The gist: Astra combines an RL-trained vision-language model with a world simulator to improve spatial reasoning through selectively generated perspectives.
Researchers have developed a framework that equips vision-language models with spatial imagination through an integrated world simulator. The system learns when it makes sense to simulate scenes from new viewpoints in order to perform better on spatial reasoning tasks.
Vision-language models demonstrate strong visual capabilities, but frequently fail at spatial reasoning: they cannot infer hidden layouts from limited, egocentric observations, cannot remain consistent across different perspectives, and cannot reason from alternative viewpoints. The new work therefore asks how a VLM could actively incorporate imagined visual evidence through interaction with a world simulator during reasoning.

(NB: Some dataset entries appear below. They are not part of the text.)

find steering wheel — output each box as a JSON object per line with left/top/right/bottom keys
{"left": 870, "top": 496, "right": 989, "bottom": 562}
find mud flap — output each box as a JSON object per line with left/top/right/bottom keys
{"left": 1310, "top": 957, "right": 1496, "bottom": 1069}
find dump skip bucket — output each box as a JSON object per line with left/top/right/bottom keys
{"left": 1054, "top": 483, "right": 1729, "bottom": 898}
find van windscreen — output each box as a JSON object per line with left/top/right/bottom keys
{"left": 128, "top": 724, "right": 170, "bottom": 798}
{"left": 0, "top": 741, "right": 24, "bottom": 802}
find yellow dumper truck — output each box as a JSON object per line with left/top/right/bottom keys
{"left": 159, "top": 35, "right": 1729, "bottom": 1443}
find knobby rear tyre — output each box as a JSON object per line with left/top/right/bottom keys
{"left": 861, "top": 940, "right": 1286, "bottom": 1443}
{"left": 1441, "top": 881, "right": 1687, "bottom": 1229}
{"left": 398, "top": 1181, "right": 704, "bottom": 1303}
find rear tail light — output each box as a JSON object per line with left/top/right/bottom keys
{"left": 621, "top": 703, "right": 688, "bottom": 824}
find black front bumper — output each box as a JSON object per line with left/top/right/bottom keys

The Astra framework couples two components: Astra-VL is a reinforcement-learning-trained VLM policy that learns a rule-based policy for simulator usage. Astra-WM is a Bagel-based world simulator that generates new perspectives from context images and natural language camera movements. To ensure reliable simulations, Astra-WM is trained with view-consistency tuning that improves camera pose and content consistency across different viewpoints. In the RL training stage, the system employs a two-phase curriculum that stabilizes tool exploration and guides the model to use the simulator only when imagined observations would improve direct answering.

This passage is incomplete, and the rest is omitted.